The ACDM is a system which will allow an airport to collaborate more effectively by sharing real time information with airlines to improve operational efficiency.
“There is still a lot of uncertainty and fluidity with regards to the outlook for the aviation industry as most of the country is now back under the movement control order (MCO) with restrictions on interstate travel.
“The third wave of infection has led to a spike in most countries and we can expect international borders to remain closed for quite a while.
“Nevertheless, we are optimistic that with the availability of vaccines in the second half this year and perhaps more concrete plans on the implementation of travel bubbles, we will start to see continued gradual recovery, ” Shukrie said, adding that MAHB’s projection was about 60% to 70% of pre-Covid-19 levels.

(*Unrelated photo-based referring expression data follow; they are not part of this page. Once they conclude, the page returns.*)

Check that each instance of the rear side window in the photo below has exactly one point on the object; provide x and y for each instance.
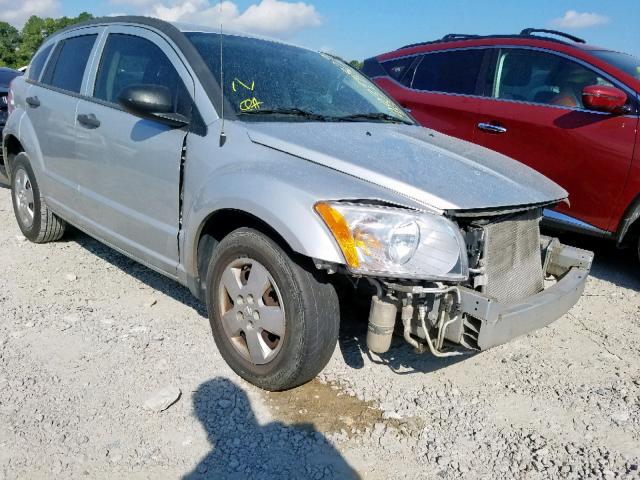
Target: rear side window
(397, 69)
(130, 60)
(66, 68)
(37, 64)
(454, 71)
(539, 77)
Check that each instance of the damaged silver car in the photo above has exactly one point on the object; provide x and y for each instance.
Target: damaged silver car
(257, 173)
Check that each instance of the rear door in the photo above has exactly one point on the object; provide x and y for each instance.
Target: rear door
(130, 190)
(51, 104)
(443, 91)
(534, 113)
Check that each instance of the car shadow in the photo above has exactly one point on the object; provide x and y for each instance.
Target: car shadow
(242, 448)
(400, 358)
(141, 273)
(618, 266)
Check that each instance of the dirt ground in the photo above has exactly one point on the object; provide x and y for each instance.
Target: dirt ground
(88, 338)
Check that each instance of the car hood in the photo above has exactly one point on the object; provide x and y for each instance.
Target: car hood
(436, 170)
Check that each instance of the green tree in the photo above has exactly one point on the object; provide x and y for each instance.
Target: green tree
(9, 41)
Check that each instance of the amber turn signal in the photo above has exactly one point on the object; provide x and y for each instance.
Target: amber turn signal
(341, 231)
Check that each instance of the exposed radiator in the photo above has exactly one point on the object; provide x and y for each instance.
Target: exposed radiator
(512, 259)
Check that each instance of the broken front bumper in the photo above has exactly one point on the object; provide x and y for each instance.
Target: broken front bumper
(486, 323)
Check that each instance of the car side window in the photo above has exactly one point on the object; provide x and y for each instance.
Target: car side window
(37, 64)
(454, 71)
(130, 60)
(539, 77)
(68, 63)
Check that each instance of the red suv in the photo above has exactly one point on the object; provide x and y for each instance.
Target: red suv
(565, 108)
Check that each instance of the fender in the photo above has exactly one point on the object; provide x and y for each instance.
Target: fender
(283, 206)
(20, 127)
(278, 189)
(631, 215)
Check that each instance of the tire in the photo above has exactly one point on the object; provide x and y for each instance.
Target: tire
(36, 221)
(288, 347)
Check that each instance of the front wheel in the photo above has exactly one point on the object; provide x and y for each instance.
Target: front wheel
(274, 322)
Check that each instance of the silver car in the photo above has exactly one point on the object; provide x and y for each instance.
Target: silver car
(259, 174)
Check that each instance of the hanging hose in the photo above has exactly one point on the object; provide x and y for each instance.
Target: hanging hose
(421, 314)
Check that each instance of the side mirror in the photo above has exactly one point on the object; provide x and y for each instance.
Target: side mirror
(602, 98)
(153, 102)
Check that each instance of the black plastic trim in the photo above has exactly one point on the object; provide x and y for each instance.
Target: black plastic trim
(197, 64)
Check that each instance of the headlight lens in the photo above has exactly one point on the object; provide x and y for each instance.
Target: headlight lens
(395, 242)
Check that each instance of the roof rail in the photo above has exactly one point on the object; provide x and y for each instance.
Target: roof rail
(456, 36)
(529, 31)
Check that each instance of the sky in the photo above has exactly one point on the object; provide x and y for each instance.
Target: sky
(361, 29)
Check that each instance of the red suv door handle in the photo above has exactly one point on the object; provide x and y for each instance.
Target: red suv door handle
(489, 127)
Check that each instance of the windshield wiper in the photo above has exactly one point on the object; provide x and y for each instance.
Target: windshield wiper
(357, 117)
(298, 112)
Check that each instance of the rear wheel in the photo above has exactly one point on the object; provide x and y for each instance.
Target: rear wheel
(36, 221)
(274, 322)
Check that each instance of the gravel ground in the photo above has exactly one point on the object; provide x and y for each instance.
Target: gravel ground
(108, 369)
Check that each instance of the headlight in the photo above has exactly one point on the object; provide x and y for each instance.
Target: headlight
(394, 242)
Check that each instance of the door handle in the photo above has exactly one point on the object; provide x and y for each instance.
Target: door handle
(488, 127)
(88, 120)
(33, 102)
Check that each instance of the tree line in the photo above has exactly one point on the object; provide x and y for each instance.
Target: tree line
(18, 46)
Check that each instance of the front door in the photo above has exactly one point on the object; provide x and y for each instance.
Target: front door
(51, 104)
(131, 166)
(536, 116)
(443, 91)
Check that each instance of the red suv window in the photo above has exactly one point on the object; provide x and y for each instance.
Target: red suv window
(539, 77)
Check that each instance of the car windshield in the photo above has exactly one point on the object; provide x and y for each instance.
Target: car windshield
(623, 61)
(267, 80)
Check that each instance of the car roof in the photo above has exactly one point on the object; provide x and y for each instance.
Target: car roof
(566, 44)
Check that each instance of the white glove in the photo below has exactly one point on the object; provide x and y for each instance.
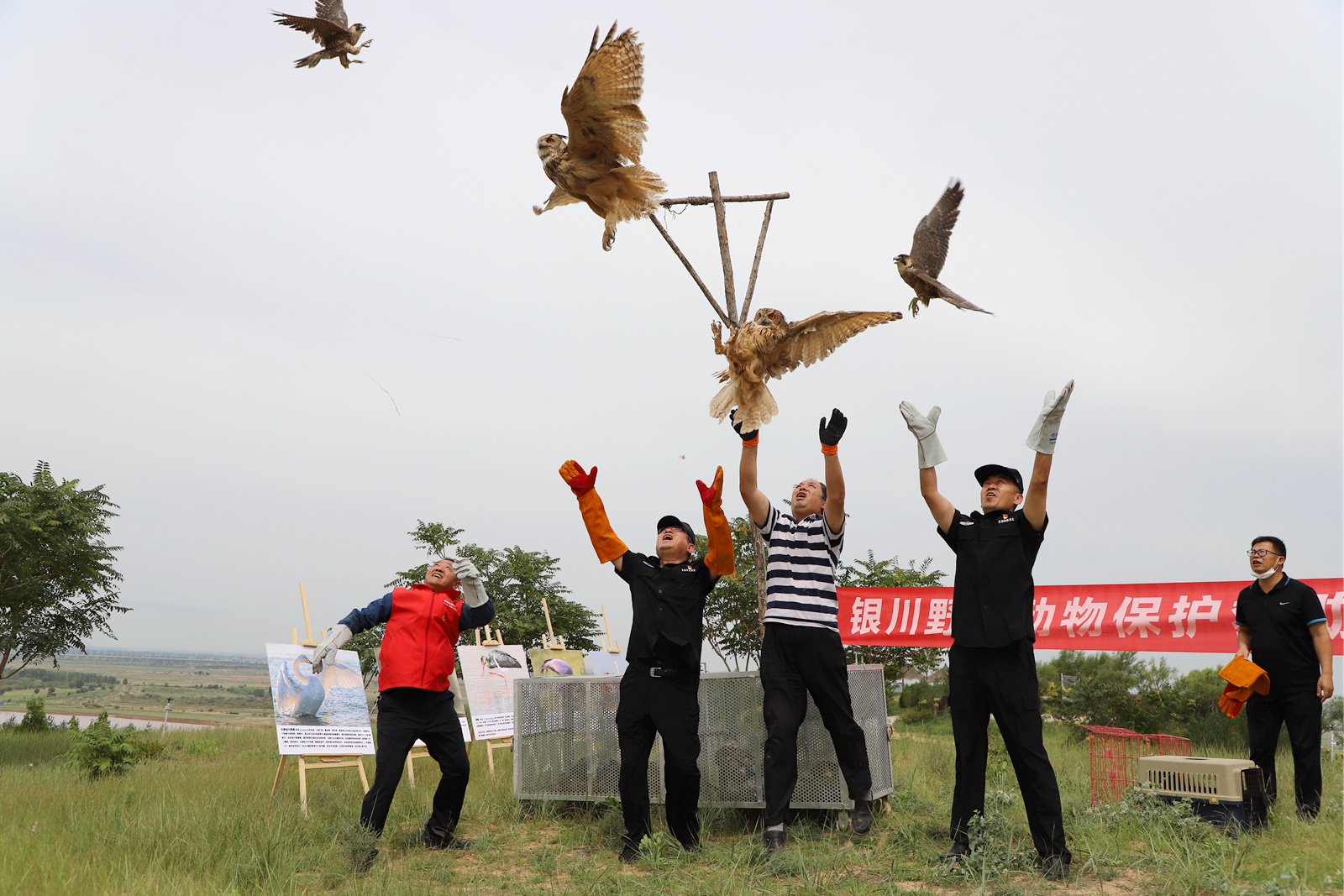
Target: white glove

He also pointed out that no airlines ceased operations in 2020 and about 60% of airlines at KLIA had resumed their operations albeit with reduced frequencies.
Taiwan-based Starlux Airlines made its maiden flights to Penang International Airport last year and KLIA earlier this month.
Four cargo airlines – YTO Airlines, Ethiopian Cargo, Cargolux Italia and My Jet Xpress – also made their inaugural flights to KLIA last year.
Meanwhile, It is also noteworthy that MAHB did not take on any retrenchment exercises as a result of Covid-19.
Pre-pandemic, the group had slightly over 10,000 employees in Malaysia and about 600 in Turkey.
Its total workforce is now about 9,000, with the reduction due to natural attrition.
On the group’s four new operating agreements (OAs) with the government to allow for private sector participation and the regulated asset base (RAB) framework, Shukrie said they have cleared most of the terms in the OAs and were now in the last mile with only a few more to finalise.
“As talks are still ongoing, we are not able to provide details but we are anticipating getting it signed by the middle of this year.
“The RAB framework may not be the only funding model to be considered, there are options and flexibility for other sustainable funding mechanisms that we are looking at with the government, ” he said.